Question

The height$\mathrm{y}$ and the distance $\mathrm{x}$along the horizontal plane of a projectile on a certain planet (with no surrounding atmosphere) are given by $\mathrm{y}=(8\mathrm{t}-5{\mathrm{t}}^2)\mathrm{m}\mathrm{and}\mathrm{x}=6\mathrm{t}\mathrm{m},$ where t is in seconds.

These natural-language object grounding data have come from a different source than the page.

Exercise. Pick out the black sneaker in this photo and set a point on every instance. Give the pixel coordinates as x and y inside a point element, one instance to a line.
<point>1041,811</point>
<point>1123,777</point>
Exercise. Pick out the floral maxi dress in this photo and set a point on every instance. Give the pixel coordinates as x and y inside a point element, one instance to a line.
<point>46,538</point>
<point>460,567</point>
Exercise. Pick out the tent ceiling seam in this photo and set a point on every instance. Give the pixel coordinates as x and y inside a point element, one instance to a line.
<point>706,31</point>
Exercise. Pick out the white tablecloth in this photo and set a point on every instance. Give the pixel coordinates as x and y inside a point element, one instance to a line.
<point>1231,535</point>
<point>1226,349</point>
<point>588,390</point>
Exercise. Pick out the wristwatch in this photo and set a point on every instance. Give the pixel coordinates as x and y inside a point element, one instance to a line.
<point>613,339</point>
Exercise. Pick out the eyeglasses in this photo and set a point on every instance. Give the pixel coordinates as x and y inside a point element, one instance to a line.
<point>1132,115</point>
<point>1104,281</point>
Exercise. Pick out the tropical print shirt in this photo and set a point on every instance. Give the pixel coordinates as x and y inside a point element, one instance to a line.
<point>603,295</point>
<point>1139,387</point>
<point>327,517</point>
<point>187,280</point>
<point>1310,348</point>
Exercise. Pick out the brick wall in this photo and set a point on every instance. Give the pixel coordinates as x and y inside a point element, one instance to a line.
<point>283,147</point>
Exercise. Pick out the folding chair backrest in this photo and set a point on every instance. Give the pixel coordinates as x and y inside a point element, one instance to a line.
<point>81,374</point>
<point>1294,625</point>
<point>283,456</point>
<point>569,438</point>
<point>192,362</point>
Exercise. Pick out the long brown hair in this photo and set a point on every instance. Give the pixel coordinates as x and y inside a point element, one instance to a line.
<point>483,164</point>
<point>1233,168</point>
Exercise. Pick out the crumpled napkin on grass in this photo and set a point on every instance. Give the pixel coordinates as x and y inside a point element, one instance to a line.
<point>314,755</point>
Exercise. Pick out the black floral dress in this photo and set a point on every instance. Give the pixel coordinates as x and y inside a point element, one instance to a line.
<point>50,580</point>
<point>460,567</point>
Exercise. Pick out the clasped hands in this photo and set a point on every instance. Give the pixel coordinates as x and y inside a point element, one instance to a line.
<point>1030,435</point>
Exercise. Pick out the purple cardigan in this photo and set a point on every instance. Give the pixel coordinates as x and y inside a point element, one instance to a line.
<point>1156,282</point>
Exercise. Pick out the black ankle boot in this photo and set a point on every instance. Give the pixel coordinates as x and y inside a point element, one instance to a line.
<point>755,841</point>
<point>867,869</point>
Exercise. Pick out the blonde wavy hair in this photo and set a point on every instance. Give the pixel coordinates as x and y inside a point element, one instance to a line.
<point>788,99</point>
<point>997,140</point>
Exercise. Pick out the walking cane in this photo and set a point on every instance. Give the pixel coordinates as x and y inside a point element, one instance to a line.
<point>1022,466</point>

The velocity with which the projectile is projected at $\mathrm{t}=0$ is.?

Answer 1

Step 1: Given data:

The height$\mathrm{y}$ of a projectile on a certain planet is given by =$\mathrm{y}=(8\mathrm{t}-5{\mathrm{t}}^2)\mathrm{m}$

The distance $\mathrm{x}$along the horizontal plane is given by =$\mathrm{x}=6\mathrm{t}\mathrm{m}$

(Where$\mathrm{t}$is in seconds)

Step 2: Calculating Velocity in $\mathrm{x}\mathrm{and}\mathrm{y}$-direction:
We know velocity is defined as the rate of change of displacement,

Hence, the Velocity in the $\mathrm{x}-$direction can be given as:

$$\begin{gathered} {\mathrm{u}}_{\mathrm{x}}=\frac{\mathrm{dx}}{\mathrm{dt}} \\ =\frac{\mathrm{d}}{\mathrm{dt}}6\mathrm{t} \\ =6\mathrm{m}/\mathrm{s} \end{gathered}$$

Velocity in the $\mathrm{y}-$direction can be given as:

$$\begin{gathered} {\mathrm{u}}_{\mathrm{y}}=\frac{\mathrm{dy}}{\mathrm{dt}} \\ =\frac{\mathrm{d}}{\mathrm{dt}}(8\mathrm{t}-5{\mathrm{t}}^2) \\ =8-10\mathrm{t} \end{gathered}$$
At time $\mathrm{t}=0$,

${\mathrm{u}}_{\mathrm{y}}=8\mathrm{m}/\mathrm{s}$

Step 3: Calculating the Velocity of projectile at $\mathrm{t}=0\mathrm{s}$:
The resultant velocity of the projectile at $\mathrm{t}=0\mathrm{s}$ can be calculated as:

$$\begin{gathered} \mathrm{u}=\sqrt{{{\mathrm{u}}_{\mathrm{x}}}^2+{{\mathrm{u}}_{\mathrm{y}}}^2} \\ =\sqrt{6^2+8^2}\mathrm{m}/\mathrm{s} \\ =10\mathrm{m}/\mathrm{s} \end{gathered}$$

Hence, the velocity with which the projectile is projected at $\mathrm{t}=0$ is $10\mathrm{m}/\mathrm{s}$.